Tuesday, August 30, 2016

Diabetic First

It’s been a couple of days without an insight or piece of fiction. My meager hit count is affected if I do not post something at least daily.

Such is the way of the internet and groups and tribes.

I’m finding that I need to focus on some things outside of this digital realm that I seem to inhabit. I need to be out in the real world to deal with meat problems. I need to ensure that the body I’m riding in lasts for a good bit longer than expected. In short, I need to refocus my work and handle my Diabetes.

I don’t know what that’s going to do to my fledgling career as an independent writer. I don’t know what my refocus is going to do at all. I have hopes though. I have hopes that I will find a way to keep going. I have hopes that I will become healthier in body, mind, and spirit. I have hopes that I will not be dead in 10 years.

Diabetes is a disease of attrition. It’s a slow death. It kills a kidney, then perhaps an eye. Maybe it’ll take a toe, then the foot, and so on.

Mentally, I’m ill prepared to keep a fight like that going on. Physically, I’ve been letting it happen for far too long. It’s been six and a half years since I was diagnosed. All that’s happened is I’ve been exposed to a litany of medications and have gained about 25 pounds(ish). I’ve dieted, and half-heartedly exercised. I’ve started, stopped, started, and stopped again for a variety of reasons.

The important factor here is that it is my body and my disease. Many are like me, but this one is mine.

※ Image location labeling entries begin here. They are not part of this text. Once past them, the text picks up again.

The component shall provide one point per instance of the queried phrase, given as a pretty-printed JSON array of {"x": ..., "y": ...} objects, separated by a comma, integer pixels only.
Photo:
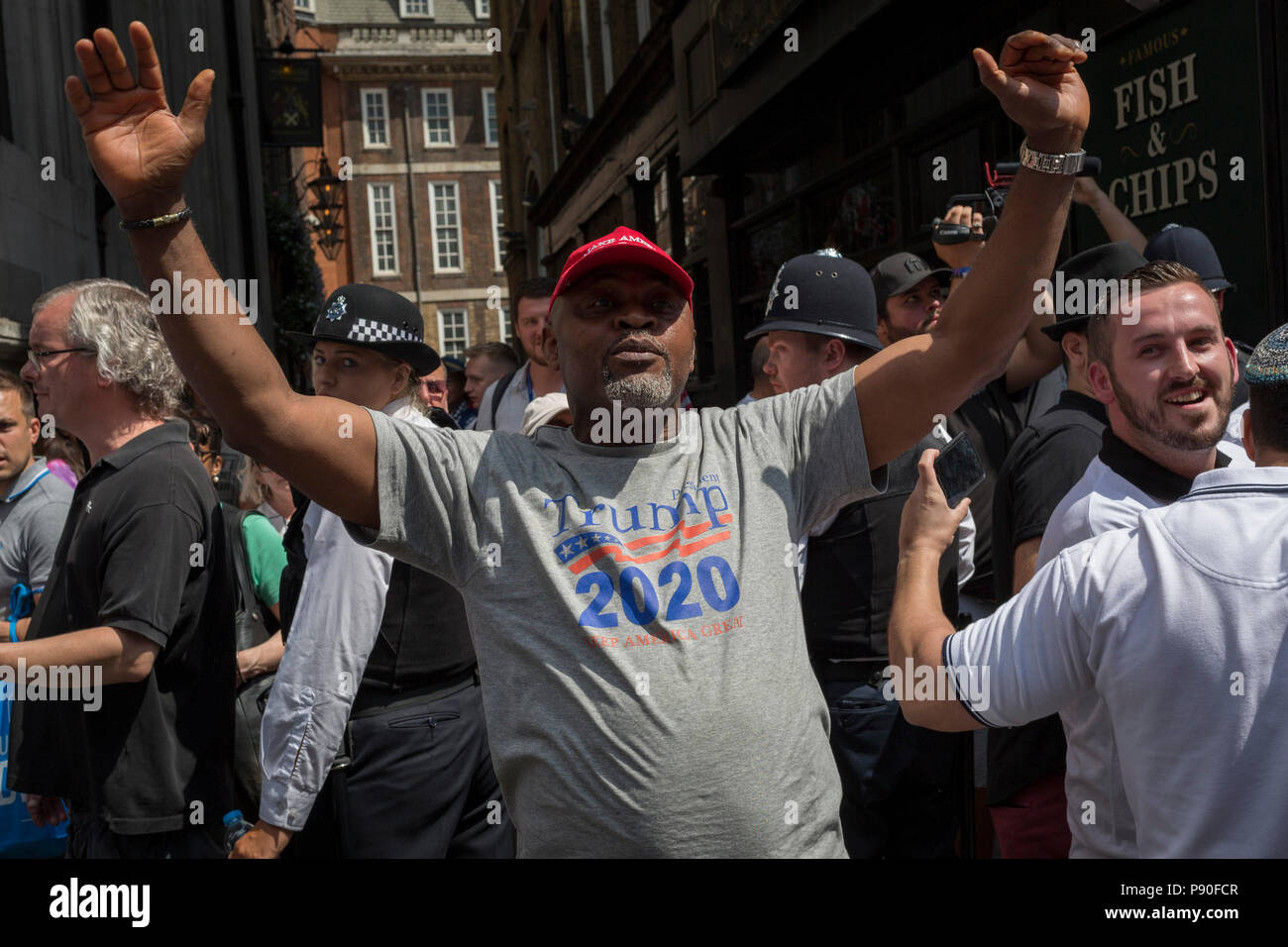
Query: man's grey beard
[{"x": 642, "y": 390}]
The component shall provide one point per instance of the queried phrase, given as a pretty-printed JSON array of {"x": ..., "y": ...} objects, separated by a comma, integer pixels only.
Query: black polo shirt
[
  {"x": 143, "y": 551},
  {"x": 1047, "y": 460}
]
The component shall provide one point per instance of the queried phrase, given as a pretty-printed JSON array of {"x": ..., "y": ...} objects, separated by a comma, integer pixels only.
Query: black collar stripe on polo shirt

What I mean to say is that Diabetes affects people differently. Each of us has different symptomologies and different physiologies. Each of us can do different things to battle the disease with different results. The one thing that is the same across the board is that we have to put our health first.

This is not always easy. My current battle is about the self and convincing myself that I am worth it.

The scotoma I’m having is the step where the exercise is not a chore – it’s a choice. It’s a decision to live versus sitting in decay (literally). It has to become part of the overall plan to establish that I am worth the work I’m putting in at the gym.

It’s not always going to be tight pants and uncomfortable shirts. It’s not always going to be seven pills in the morning, three at dinner, and a nighttime shot in the gut. It’s not always going to be the finger twitches and tingling. It’s not always going to be the overwhelming urge to eat.

Nothing is permanent. Darkness comes and then the light of dawn follows. The afternoon wanes and then twilight falls. It is cyclic.

The fact of the matter is that the disease I’m fighting comes with baggage. There are mental issues that destroy confidence. There are chemical issues that cause hunger. There are neurological issues that cause pain. The wavelengths of each of these vary.

Some days are better than others. Some days I can see the ego for what it is. I can see it crying over there in the corner about strapping on the sneakers and getting to the gym. Some days the whiney bitch wins. I can hear the pleas and mews for something to binge on. I can feel the rumbling in my gut. Well, what I think is rumbling, anyway. Mostly it’s boredom.

It’s now that I need to focus on, not the past failures or future successes. What can I do at this moment to ensure my success? What is it that needs to change in this instant? What is in my sphere of control in my immediate surroundings?

I know all of this sounds too familiar and formulaic. That’s because it is. The issues I’ve been facing is that I let myself get off script. I succumb to the soft and lumpy ego instead of understanding that in 15 minutes, that crybaby will probably forget what it wanted.

So, yeah, reinstating the fact that I am Diabetic first – all else has to become secondary.